Advanced Features

Here are more advanced features provided in PySytream. These features are demonstrated in the demo notebook.

1. Pipeline Profiling

You can use built-in pipeline profiler to get the information about latency and throughput of your pipeline. To create pipeline with active profiler, you only need to specify use_profiler as True when instantiate the pystream.Pipeline class:

pipeline = pystream.Pipeline(input_generator=lambda: 0, use_profiler=True)
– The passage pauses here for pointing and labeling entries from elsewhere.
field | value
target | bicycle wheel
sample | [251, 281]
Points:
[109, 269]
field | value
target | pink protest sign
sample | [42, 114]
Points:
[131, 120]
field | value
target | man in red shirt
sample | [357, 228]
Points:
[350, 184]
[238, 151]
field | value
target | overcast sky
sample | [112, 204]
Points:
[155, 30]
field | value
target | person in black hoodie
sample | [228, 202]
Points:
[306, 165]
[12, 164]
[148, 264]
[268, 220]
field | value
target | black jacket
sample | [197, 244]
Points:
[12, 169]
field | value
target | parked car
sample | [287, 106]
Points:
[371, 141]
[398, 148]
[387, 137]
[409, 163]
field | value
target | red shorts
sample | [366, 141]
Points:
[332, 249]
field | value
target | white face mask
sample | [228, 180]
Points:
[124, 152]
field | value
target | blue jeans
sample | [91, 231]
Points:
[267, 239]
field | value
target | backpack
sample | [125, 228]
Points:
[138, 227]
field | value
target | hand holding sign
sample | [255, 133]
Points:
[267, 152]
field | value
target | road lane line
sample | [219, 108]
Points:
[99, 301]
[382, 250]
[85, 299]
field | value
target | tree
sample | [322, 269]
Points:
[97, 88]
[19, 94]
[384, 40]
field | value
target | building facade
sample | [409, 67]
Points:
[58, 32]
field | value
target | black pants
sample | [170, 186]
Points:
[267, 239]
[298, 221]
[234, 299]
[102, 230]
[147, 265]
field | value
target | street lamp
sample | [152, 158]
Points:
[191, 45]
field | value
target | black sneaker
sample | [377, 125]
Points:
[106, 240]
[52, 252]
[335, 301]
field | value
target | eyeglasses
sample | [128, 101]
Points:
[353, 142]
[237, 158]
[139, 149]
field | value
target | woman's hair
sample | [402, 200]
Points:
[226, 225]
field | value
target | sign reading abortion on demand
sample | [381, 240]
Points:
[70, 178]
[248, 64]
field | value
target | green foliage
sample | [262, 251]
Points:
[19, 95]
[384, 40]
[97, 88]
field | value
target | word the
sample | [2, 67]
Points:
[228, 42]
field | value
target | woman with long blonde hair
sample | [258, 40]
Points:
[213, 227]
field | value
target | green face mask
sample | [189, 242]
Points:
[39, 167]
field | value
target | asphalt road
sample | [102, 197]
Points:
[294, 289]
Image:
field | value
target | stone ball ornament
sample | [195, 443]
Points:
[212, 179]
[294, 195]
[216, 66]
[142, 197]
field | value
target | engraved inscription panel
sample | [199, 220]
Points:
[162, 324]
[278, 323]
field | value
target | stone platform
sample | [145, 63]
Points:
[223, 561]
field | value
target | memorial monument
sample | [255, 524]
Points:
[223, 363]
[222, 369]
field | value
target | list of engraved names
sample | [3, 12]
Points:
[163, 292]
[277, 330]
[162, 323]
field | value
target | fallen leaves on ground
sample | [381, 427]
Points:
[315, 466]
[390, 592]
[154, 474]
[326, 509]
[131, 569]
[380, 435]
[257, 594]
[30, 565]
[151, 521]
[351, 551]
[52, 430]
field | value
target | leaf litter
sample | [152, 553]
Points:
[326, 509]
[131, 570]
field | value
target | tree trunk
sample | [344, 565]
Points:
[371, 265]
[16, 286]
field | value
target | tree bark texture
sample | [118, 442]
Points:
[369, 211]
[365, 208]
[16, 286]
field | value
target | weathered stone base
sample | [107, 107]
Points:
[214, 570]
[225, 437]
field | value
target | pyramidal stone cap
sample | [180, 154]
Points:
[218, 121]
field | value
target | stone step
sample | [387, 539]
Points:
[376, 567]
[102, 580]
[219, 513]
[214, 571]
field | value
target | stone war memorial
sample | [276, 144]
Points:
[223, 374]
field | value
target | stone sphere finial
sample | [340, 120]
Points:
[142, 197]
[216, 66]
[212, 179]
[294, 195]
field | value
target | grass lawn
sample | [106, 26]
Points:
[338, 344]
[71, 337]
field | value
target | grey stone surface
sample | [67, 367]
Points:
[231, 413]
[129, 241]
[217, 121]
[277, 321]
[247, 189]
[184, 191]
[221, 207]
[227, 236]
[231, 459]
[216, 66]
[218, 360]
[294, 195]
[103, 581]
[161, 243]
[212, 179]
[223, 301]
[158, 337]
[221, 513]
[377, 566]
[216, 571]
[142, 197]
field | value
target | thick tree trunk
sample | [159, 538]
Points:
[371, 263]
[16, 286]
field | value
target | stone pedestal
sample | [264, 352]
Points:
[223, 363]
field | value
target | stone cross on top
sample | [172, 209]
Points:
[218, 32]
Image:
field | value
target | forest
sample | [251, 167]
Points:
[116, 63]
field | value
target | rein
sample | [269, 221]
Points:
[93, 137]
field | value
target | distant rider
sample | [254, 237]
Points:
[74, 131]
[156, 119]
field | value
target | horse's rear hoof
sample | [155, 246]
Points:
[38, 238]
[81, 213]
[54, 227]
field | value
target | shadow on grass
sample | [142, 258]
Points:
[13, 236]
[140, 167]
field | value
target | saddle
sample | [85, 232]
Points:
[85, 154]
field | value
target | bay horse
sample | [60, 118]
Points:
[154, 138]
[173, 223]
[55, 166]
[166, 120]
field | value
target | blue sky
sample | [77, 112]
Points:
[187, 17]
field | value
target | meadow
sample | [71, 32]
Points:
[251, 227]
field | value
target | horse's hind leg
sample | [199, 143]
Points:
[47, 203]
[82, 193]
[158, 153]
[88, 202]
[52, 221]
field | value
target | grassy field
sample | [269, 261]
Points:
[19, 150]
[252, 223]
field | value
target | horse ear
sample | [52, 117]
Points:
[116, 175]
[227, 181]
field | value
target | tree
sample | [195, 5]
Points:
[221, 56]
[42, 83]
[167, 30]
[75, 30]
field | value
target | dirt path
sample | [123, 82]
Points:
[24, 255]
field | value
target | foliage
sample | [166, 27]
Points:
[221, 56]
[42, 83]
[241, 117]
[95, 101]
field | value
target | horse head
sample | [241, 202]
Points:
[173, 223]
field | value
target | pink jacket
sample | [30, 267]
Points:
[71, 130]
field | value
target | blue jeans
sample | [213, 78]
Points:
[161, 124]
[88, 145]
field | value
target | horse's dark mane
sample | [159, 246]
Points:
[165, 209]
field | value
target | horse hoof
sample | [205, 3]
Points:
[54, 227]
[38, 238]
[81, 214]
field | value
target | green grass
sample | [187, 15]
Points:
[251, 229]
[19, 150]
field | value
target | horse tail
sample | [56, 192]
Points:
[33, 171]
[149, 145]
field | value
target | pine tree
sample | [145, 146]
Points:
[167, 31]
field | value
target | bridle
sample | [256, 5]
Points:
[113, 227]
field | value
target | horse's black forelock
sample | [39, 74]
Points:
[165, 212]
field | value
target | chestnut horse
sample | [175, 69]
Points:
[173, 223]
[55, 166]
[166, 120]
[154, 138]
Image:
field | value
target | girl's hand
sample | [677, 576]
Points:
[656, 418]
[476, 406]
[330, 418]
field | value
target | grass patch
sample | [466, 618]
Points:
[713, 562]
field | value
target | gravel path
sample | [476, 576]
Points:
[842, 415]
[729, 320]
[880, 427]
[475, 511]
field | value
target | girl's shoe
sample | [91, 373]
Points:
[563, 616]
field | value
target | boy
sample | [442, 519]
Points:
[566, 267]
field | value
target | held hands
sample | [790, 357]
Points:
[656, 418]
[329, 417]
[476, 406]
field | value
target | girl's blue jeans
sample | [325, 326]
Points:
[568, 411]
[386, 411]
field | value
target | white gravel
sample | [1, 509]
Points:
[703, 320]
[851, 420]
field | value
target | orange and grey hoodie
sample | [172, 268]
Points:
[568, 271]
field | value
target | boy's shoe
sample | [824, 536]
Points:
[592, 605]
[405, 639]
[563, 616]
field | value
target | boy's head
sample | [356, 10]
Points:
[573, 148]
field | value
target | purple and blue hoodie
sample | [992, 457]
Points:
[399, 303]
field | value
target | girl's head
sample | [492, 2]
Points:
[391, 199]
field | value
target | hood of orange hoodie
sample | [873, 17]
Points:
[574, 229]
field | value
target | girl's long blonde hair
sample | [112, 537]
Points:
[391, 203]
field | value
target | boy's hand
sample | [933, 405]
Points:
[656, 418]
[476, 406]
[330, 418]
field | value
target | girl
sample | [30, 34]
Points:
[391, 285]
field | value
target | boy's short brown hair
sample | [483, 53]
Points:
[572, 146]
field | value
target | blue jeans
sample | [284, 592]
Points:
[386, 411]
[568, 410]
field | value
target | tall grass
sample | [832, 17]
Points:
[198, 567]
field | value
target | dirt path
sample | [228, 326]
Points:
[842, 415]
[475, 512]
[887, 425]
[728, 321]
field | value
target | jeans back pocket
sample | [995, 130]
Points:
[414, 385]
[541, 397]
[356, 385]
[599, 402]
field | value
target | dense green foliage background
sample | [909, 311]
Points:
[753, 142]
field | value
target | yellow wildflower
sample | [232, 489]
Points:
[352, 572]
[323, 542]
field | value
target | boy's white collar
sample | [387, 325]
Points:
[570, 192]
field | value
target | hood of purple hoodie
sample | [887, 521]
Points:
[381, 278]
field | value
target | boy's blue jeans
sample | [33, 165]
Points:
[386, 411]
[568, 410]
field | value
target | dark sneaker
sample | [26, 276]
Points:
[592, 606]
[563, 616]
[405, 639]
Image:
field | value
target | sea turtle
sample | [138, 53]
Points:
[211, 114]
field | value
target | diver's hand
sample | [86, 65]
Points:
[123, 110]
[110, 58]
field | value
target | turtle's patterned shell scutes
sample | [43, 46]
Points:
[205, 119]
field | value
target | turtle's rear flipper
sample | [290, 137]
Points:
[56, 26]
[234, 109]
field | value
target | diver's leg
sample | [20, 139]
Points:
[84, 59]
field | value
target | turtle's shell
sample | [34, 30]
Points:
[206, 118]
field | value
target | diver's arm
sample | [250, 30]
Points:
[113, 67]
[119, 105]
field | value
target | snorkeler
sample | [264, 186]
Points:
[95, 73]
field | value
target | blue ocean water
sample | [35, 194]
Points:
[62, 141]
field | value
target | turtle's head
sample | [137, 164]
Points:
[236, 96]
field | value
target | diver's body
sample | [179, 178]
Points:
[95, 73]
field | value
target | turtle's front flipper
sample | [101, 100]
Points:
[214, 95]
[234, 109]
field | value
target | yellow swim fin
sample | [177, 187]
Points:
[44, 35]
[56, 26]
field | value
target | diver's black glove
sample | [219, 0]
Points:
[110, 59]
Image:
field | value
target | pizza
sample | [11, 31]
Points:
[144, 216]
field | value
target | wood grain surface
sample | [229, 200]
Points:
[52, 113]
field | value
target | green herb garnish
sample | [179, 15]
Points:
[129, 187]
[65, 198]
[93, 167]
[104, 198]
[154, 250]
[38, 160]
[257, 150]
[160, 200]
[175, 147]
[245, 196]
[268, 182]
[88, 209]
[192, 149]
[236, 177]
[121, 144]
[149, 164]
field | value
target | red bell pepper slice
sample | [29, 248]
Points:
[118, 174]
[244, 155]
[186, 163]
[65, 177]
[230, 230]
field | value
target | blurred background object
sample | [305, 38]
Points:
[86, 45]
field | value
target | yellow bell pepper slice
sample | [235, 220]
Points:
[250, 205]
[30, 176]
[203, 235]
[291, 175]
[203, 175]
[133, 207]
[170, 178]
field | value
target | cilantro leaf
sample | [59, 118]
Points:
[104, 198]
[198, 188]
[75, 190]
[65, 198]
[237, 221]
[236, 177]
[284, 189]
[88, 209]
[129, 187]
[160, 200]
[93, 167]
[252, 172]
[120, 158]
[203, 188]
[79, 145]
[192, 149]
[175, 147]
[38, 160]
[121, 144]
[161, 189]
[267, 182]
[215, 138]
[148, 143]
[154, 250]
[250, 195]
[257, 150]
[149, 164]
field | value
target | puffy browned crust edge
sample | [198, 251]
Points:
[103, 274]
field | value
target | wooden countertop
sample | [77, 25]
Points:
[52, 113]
And then you can get the profiling results by invoking get_profiles method of the pipeline. The method will return the recorded throughput and latency of the pipeline as python dictionary:

latency, throughput = pipeline.get_profiles()

Here is a sample result of latency:

{
    'MainPipeline': 2.0981452222222226,
    'MainPipeline__ChildPipeline': 0.3867601444444446,
    'MainPipeline__ChildPipeline__StageA': 0.19366966666666485,
    'MainPipeline__ChildPipeline__StageB': 0.1930631444444444,
    'MainPipeline__Stage1': 0.20863497777777618,
    'MainPipeline__Stage2': 0.20957296666666755
}

Each item’s key represents a stage/pipeline whereas the value represents the latency in seconds. Double underscores __ is used as the saparator between sub-pipeline levels (useful in mixed pipeline). The overall pipeline data are always named as MainPipeline. That name can be changed in the future, but you can access it programatically from pystream.MAIN_PIPELINE_NAME. The throughput has the same format as latency, but the values are presented in data/second format.

Note that the profiler use a SQLite database to store the latency and throughput records. You can get the database directory location by invoking pystream.get_profiler_db_folder(). You can specify custom database directory by invoking pystream.set_profiler_db_folder(dir_path). Note that you need to set the custom directory before creating the pipeline.

2. Mixed Pipeline

You can also create pipeline inside another pipeline. This feature is useful if you want to:

  • Group your stages into several sub-pipelines

  • Mix serial and parallel pipelines, e.g., create serial pipeline inside parallel pipeline.

In order to do that, you need to convert the sub-pipeline into a stage, which can be done easily by using as_stage method of pystream.Pipeline. Here is an example:

# create serial sub-pipeline
sub_pipeline = pystream.Pipeline()
# add normal stages
sub_pipeline.add(stage31)
sub_pipeline.add(stage32)
# serialize
sub_pipeline.serialize()

# create parallel main pipeline
main_pipeline = pystream.Pipeline(use_profiler=True)
# add normal stages
main_pipeline.add(stage1)
main_pipeline.add(stage2)
# add sub-pipeline as stage
main_pipeline.add(sub_pipeline.as_stage())
# parallelize
main_pipeline.parallelize()